3. Nose enters the turn last. Steering your horse like a bicycle by turning your shoulders into the turn causes you to pull on the inside rein while releasing the outside rein forward. This causes your horse to lose his alignment and balance and creates resistance. Your horse is straight when his hind and front legs are behind one another in one line. He walks in two tracks – one from both left legs and one from both right legs. He is in true bend when his bend matches the arc of the circle. Using your inside rein to create the turn causes his head to look in the direction of the turn, but his body to go in the opposite direction. He pushes out through his outside shoulder. It’s even worse if you try to correct him by taking your outside rein across his neck because both reins are pulling him in opposite directions. To experience how this feels, hold the bit in your hands while a friend pulls both reins in one direction.
You have probably seen (or perhaps experienced yourself) the scenario where the rider pulls harder and harder on the inside rein. Sometimes she even takes her inside hand behind her leg. She increases the pressure from her outside leg – even kicking, spurring or using a whip. The more she pulls, the more she loses her own alignment, the more the horse is bent out of shape and the more the horse pushes against her. Until the rider helps the horse become straight, it is very difficult for the horse to do what she is asking. If the rider releases the pressure on the inside rein, corrects her own alignment and uses her leg and seat aids to square up the horse’s hips and shoulders, the resistance will diminish and the horse will be able to do the turn more easily.
4. Reins create boundaries. Your reins create boundaries that tell your horse where not to go. The left rein prevents the horse’s nose from turning right. The right rein prevents it from turning left. If you give away your outside rein, your horse can over-bend through his neck and push through his outside shoulder.
Keep your hands level with each other as if connected to a straight bar across your horse’s withers. Your hands can move in and out on the bar to create open or direct rein aids, but they can’t move up, down, backwards or forwards. Your reins will open or close ‘doors.’ Given a choice between an open and a closed door, you probably choose the open door. It’s the easiest option. Your horse will make the same choice. To turn right, open your right rein like you’re opening a door. Picture that straight bar extending out from your horse’s withers and move your hand out (not back) to the side while keeping contact on the rein.

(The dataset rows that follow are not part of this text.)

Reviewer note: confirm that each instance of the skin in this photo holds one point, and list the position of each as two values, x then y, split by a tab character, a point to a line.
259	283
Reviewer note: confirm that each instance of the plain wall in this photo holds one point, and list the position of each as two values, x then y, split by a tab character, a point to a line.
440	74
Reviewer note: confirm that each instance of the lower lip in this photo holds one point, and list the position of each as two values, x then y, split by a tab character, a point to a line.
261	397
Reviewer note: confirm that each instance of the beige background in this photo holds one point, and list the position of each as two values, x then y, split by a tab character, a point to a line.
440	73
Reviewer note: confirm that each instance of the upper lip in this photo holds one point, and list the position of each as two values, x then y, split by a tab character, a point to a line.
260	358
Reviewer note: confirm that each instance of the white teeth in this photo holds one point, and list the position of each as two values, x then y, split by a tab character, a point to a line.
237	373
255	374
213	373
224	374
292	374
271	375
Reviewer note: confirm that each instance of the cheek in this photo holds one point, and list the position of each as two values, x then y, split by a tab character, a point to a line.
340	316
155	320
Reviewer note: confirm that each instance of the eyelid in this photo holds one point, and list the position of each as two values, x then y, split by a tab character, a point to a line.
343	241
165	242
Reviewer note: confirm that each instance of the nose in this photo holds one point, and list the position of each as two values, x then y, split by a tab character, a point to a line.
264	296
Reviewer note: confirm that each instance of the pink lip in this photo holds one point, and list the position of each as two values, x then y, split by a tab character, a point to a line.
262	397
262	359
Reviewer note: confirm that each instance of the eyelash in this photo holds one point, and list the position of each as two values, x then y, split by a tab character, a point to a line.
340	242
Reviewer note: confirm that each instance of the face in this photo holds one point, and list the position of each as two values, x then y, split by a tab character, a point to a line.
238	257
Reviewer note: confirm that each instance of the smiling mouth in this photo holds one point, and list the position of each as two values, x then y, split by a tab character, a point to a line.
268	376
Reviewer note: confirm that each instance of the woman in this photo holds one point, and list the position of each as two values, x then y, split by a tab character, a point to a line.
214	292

Create a boundary with your outside rein by keeping your left hand on that imaginary bar closer to your horse’s withers. Don’t allow your left hand to move forward at all. Use your outside seat and leg aids in time with your horse’s movement to firmly, but gently guide him into the open right door.
5. Work the bend. In order to turn, your horse’s bend must match the arc of the turn. A stiff, unbending horse’s hindquarters will swing out. A counter-bent horse’s shoulders will fall into the turn. Encourage your horse to bend around your inside seat bone and leg by keeping your leg just behind the girth. Push his barrel over as you feel your inside hip drop. Help your horse to keep his hip in line by putting your outside leg back slightly and pushing his hip over when you feel your outside hip drop. If the inside shoulder is dropping in, push it over by using your upper inside leg as your horse’s shoulder moves forward. The horse can only respond to your push when his weight is off the leg you want him to move. When working on improving your horse’s bend from your seat and leg aids, recognize when he tries a little. Stop pushing him and reward him with a wither scratch and a short break before asking again.
Practice improving your steering by repeatedly making a small turn then a straight line then another small turn. Working this way helps your horse improve his suppleness and strength while you improve your aids, alignment and suppleness. In time, your horse will have power steering from your subtle seat and leg aids.